Il parut enfin avoir pris un parti.

— Eh bien ! soit, pauvre enfant ! vous pourrez prier sur le corps de votre fiancé, mais à une condition, c’est qu’après lui avoir rendu les derniers devoirs, il sera transporté sous l’escorte de soldats anglais au cimetière de Velpoor, et que là il sera enseveli sous leurs yeux, pendant la nuit, ce soir, si cela est possible.

— Merci, mylord, merci, et que Brahma vous récompense !

Le gouverneur s’était assis à son bureau et avait rapidement écrit quelques lignes.

— Tenez, dit-il à Sita en se levant, voici l’ordre pour le commandant du fort de vous laisser pénétrer dans la prison.
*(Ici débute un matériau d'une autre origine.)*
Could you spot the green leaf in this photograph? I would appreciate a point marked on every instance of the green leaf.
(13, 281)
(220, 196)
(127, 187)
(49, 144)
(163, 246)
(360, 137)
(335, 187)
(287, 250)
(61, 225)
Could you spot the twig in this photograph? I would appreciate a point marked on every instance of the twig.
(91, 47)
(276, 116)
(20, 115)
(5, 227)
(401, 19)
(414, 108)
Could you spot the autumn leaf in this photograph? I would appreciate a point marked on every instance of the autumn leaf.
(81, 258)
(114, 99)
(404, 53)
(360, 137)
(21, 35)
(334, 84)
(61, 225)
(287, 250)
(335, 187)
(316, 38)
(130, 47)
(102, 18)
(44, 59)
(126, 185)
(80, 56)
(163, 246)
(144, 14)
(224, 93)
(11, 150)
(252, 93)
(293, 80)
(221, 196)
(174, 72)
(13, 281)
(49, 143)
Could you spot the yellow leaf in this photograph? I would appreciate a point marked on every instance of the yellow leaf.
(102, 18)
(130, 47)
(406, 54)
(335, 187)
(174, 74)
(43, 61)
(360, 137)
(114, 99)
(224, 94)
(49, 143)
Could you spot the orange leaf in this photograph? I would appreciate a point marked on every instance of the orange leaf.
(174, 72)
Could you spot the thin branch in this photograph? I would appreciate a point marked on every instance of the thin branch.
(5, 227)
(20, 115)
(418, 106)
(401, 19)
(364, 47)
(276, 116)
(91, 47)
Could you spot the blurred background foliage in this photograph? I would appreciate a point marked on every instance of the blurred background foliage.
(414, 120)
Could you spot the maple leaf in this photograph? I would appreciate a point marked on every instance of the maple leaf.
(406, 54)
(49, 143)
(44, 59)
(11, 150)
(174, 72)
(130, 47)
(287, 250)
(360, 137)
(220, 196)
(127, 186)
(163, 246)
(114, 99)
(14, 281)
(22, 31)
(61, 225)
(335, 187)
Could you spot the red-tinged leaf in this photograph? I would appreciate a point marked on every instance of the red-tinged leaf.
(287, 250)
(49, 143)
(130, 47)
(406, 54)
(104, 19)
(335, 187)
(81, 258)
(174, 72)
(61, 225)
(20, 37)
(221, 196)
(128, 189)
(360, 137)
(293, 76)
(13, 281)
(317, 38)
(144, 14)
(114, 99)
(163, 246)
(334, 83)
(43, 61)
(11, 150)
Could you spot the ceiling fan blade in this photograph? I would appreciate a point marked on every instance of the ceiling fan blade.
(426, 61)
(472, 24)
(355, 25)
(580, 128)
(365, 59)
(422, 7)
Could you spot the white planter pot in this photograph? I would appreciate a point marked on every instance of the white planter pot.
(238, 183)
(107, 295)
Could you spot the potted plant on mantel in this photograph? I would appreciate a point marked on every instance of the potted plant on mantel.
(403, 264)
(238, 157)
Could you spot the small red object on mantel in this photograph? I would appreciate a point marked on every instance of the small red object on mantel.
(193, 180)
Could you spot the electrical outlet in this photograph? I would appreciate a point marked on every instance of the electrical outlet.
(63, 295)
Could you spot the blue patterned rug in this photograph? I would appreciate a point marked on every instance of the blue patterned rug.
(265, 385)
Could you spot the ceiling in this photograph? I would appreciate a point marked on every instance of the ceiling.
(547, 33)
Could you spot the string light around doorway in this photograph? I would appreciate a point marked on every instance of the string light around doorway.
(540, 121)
Vous pourrez y passer la journée, et vous accompagnerez ce soir au cimetière le corps de Nadir.

La jeune fille saisit avec empressement le papier que lui tendait lord William, dont elle voulut, en signe de reconnaissance, couvrir la main de baisers.

— Allez, allez, mon enfant, dit le gentilhomme réellement ému, je regrette de ne pouvoir faire davantage pour vous.
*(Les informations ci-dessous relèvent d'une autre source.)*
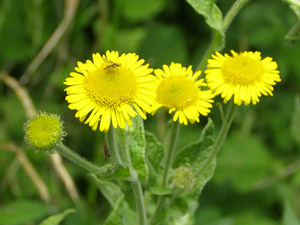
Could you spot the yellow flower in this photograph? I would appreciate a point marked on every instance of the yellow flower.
(178, 89)
(110, 90)
(244, 76)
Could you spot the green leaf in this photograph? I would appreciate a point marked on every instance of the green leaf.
(294, 33)
(290, 216)
(213, 18)
(295, 124)
(56, 219)
(194, 156)
(22, 212)
(121, 214)
(154, 156)
(133, 138)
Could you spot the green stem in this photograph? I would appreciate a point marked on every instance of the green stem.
(220, 139)
(139, 200)
(113, 147)
(224, 26)
(136, 189)
(168, 165)
(170, 153)
(125, 158)
(80, 161)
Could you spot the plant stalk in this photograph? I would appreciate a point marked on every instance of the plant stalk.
(221, 137)
(168, 165)
(224, 26)
(125, 158)
(80, 161)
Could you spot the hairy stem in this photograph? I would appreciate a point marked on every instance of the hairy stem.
(220, 139)
(168, 165)
(224, 26)
(78, 160)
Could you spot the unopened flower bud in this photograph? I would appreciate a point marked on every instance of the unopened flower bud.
(44, 131)
(184, 178)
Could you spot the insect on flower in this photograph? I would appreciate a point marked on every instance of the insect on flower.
(111, 65)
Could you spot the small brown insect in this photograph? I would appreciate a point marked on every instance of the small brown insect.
(106, 152)
(111, 65)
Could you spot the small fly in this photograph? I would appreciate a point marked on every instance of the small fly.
(111, 65)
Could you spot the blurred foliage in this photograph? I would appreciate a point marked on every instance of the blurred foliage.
(263, 141)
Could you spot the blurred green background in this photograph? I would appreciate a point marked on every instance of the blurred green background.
(257, 179)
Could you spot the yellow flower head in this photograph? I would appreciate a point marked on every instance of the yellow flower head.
(110, 90)
(178, 89)
(244, 76)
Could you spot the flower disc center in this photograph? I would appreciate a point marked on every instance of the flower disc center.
(177, 91)
(242, 70)
(111, 86)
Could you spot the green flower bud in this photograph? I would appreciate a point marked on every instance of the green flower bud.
(44, 131)
(184, 178)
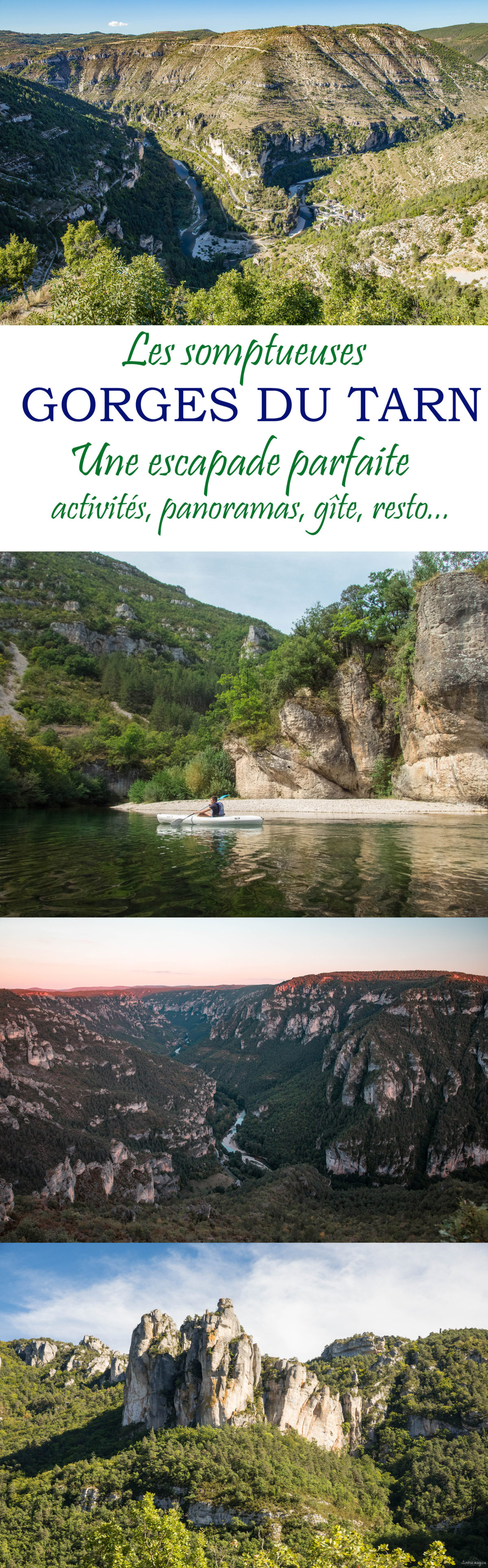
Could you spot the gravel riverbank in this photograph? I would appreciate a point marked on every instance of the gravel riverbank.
(314, 810)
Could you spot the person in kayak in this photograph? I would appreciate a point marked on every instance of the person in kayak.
(214, 810)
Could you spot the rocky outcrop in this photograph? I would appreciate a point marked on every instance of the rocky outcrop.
(7, 1202)
(98, 643)
(209, 1372)
(329, 747)
(294, 1402)
(40, 1352)
(74, 1084)
(352, 1405)
(201, 1376)
(124, 1180)
(256, 642)
(444, 723)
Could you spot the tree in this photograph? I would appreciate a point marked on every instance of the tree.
(18, 261)
(100, 289)
(256, 297)
(157, 1540)
(162, 1540)
(432, 562)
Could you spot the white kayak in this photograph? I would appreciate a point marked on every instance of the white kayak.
(209, 822)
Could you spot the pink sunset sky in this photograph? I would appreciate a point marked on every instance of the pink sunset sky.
(70, 954)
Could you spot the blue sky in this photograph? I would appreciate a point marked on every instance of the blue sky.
(292, 1299)
(272, 587)
(54, 16)
(65, 954)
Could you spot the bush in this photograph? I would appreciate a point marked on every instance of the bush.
(18, 261)
(33, 773)
(100, 289)
(166, 784)
(209, 773)
(380, 778)
(162, 1540)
Et lui ouvrant lui-même la porte, il fit signe aux factionnaires de la laisser passer librement.

Après avoir glissé dans son sein le précieux billet, Sita se dirigea immédiatement vers la prison.

À la porte de Golconde elle se croisa avec Roumee, mais elle n’avait même pas levé les yeux sur lui. Le cipaye, qui l’avait prise pour quelque bayadère, l’avait à peine regardée et s’était mis à courir du côté de la ville.

En revenant de Velpoor, où il avait exécuté fidèlement les ordres de miss Ada, le soldat était venu voir un instant son ami Stilson, et il en avait appris ce qui avait été décidé à l’égard du mort, c’est-à-dire son transport et son ensevelissement le soir même dans le cimetière hindou de la ville voisine.

Quatre soldats anglais, un sous-officier et de geôlier devaient l’escorter et assister à la cérémonie.

Il avait donc hâte de prévenir la fille de sir Arthur.

Il lui racontait ce qui venait de lui être dit, et il lui rendait compte de son excursion à Velpoor au moment même où Stilson, ne pouvant en croire ses yeux, prenait connaissance de l’ordre que le gouverneur avait remis à la fiancée du mort.

Mais cet ordre était trop formel pour que le gros geôlier songeât à le discuter un instant.

Il se contenta de s’incliner, de prendre ses clefs, et, accompagné de l’un de ses guichetiers, de conduite Sita jusqu’au cachot de Nadir, où la pauvre femme se jeta en sanglotant sur le corps froid et inanimé de son fiancé.

Quant à miss Ada, après avoir écouté attentivement Roumee, elle le renvoya en lui recommandant de ne plus s’éloigner de la prison un seul instant, et de venir la prévenir dès qu’il en verrait sortir le funèbre cortège.

Puis, elle retomba, brisée, dans la torpeur et l’accablement dont elle ne devait sortir que pour l’achèvement de son œuvre.